Marco Rubio’s compelling family story embellishes facts, documents show

By Manuel Roig-Franzia,October 20, 2011
  • In this Nov. 2, 2010 file photo, Sen. Marco Rubio (R-Fla.) speaks after winning his Senate bid in Coral Gables, Fla.
In this Nov. 2, 2010 file photo, Sen. Marco Rubio (R-Fla.) speaks after winning… (Lynne Sladky/AP )

During his rise to political prominence, Sen. Marco Rubio frequently repeated a compelling version of his family’s history that had special resonance in South Florida. He was the “son of exiles,” he told audiences, Cuban Americans forced off their beloved island after “a thug,” Fidel Castro, took power.

But a review of documents — including naturalization papers and other official records — reveals that the Florida Republican’s account embellishes the facts. The documents show that Rubio’s parents came to the United States and were admitted for permanent residence more than two-and-a-half years before Castro’s forces overthrew the Cuban government and took power on New Year’s Day 1959.

The supposed flight of Rubio’s parents has been at the core of the young senator’s political identity, both before and after his stunning tea-party-propelled victory in last year’s Senate election. Rubio — now considered a prospective 2012 Republican vice presidential candidate and a possible future presidential contender — mentions his parents in the second sentence of the official biography on his Senate Web site. It says that Mario and Oriales Rubio “came to America following Fidel Castro’s takeover.” And the 40-year-old senator with the boyish smile and prom-king good looks has drawn on the power of that claim to entrance audiences captivated by the rhetorical skills of one of the more dynamic stump speakers in modern American politics.

The real story of his parents’ migration appears to be a more conventional immigrant narrative, a couple who came to the United States seeking a better life. In the year they arrived in Florida, the future Marxist dictator was in Mexico plotting a quixotic return to Cuba.

Rubio’s office confirmed Thursday that his parents arrived in the United States in 1956 but noted that “while they were prepared to live here permanently, they always held out the hope and the option of returning to Cuba if things improved.” They returned to Cuba several times after Castro came to power to “assess the situation with the hope of eventually moving back,” the office said in a statement.

In a brief interview Thursday, Rubio said his accounts have been based on family lore. “I’m going off the oral history of my family,” he said. “All of these documents and passports are not things that I carried around with me.”

He said of his parents: “They were from Cuba. They wanted to live in Cuba again. They tried to live in Cuba again, and the reality of what it was made that impossible.”

In 2006, on the eve of his rise to speaker of the Florida House, Rubio told an audience that “in January of 1959, a thug named Fidel Castro took power in Cuba and countless Cubans were forced to flee and come here, many — most — here to America. When they arrived, they were welcomed by the most compassionate people on all the Earth.”
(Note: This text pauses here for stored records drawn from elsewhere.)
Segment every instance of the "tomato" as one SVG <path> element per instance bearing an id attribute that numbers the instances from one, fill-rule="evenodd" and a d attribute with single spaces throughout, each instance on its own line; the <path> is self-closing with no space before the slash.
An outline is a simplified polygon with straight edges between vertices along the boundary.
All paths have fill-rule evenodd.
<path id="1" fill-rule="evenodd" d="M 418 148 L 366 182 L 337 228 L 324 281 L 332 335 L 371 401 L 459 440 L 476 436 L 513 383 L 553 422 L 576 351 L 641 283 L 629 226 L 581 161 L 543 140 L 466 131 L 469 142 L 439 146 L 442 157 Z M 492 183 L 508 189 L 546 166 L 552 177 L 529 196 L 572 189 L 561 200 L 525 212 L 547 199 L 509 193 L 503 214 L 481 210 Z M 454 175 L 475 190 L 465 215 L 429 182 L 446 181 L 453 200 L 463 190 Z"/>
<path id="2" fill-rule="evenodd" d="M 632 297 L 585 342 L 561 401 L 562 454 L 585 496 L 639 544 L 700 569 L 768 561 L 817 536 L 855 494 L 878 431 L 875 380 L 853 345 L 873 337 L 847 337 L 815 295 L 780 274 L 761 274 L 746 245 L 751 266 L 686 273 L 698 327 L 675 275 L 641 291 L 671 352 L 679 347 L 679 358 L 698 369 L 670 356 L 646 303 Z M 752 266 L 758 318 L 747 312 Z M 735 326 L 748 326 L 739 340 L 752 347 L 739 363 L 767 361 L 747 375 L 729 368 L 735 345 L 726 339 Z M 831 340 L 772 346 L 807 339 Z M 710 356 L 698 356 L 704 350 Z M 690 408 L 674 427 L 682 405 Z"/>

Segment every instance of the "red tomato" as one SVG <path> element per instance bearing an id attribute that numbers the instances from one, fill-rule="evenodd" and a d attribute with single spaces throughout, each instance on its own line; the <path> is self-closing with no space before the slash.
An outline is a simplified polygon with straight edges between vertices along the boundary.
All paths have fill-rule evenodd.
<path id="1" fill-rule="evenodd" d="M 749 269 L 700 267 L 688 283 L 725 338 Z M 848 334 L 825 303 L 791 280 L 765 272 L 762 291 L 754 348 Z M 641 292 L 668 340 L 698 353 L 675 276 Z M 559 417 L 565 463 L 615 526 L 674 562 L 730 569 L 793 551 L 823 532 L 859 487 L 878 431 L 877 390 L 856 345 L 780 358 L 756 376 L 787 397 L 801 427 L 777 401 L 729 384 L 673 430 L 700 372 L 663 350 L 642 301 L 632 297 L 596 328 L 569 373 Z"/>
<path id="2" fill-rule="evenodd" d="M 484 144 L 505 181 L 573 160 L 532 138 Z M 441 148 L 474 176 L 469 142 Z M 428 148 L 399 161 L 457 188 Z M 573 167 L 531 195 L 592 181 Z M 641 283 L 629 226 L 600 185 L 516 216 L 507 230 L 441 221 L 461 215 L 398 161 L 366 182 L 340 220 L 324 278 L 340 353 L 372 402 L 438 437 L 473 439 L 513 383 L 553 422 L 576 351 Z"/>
Wearing a red flower in his lapel, his voice sometimes emotional, he praised those who fled, calling them “a great generation.” But he also assured them: “Today your children and grandchildren are the secretary of commerce of the United States and multiple members of Congress, they are the CEO of Fortune 500 companies and successful entrepreneurs, they are Grammy-winning artists and they are renowned journalists, they are a United States senator and soon, even speaker of the Florida House.”

The speech drew heavy coverage in Florida, as it was a momentous event. Rubio was the first Cuban American to become speaker of the Florida House. In Florida, being connected to the post-revolution exile community gives a politician cachet that could never be achieved by someone identified with the pre-Castro exodus, a group sometimes viewed with suspicion.

When Rubio’s parents left the island, Cuban migration to the United States was a trickle compared with what it would become in the years after Castro’s victory. “The vast majority of people who emigrated in the ’50s went for economic reasons, not for political reasons,” said Maria Cristina Garcia, an expert on Cuban migration at Cornell University.

Multiple documents signed by Rubio’s parents, including their petitions for naturalization, show that Mario and Oriales Rubio arrived in the United States on May 27, 1956, with their son Mario, 6. Maternal grandfather Pedro Victor Garcia also came to the United States around the same time.

Marco Rubio has said that his father left Cuba after enduring hardships, including the loss of his mother when he was young.